The Public Treasury has made a syndicated issue of a new 10-year reference with maturity on July 30, 2028 and coupon of 1.40%. A total of 7,000 million euros has been issued, with a demand of more than 24,000 million. The return on the issue was 1.477%, equivalent to 55 basis points above the mid-swap rate (reference rate of the interbank market for interest rate swaps).

The Treasury has been able to allocate the issue among high-quality investors thanks to a solid demand from 290 investor accounts, highly diversified both by type of investor and by geographical area.

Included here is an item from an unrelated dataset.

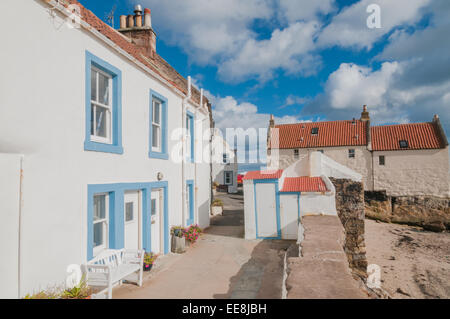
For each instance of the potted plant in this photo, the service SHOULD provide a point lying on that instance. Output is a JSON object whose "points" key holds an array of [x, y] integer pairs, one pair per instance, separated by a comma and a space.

The participation of non-resident investors has reached 81.2% of the syndication. Of this percentage, the participation of the United Kingdom and Ireland stands out, with 29.3%; followed by the whole of Germany, Austria and Switzerland, with 15.9%; from France and Italy, with 12.2%; of the Nordic countries, with 7.1%; and of Asian investors, with 6.9%, the highest participation since January 2012 in absolute terms. The rest of the regions have obtained 9.8% of the issue.

Considering the type of investor, the largest participation has corresponded to fund managers, with 37.2%; followed by banks, with 30.1%; insurance companies and pension funds, with 11.6%; central banks and official institutions, with 10.4%; and leveraged funds, with 6%. Other investors have represented 4.8%.

With this third syndication of 2018, of 7,000 million euros, the Treasury has met 62.2% of its medium and long-term issuance objective for the entire year (131,310 million euros).

Banco Bilbao Vizcaya Argentaria, Banco Santander, Barclays Bank, BNP Paribas, HSBC and J.P. Morgan have acted as directors for this issue. The rest of the group of Market Makers of State Bonds and Obligations have acted as co-directors.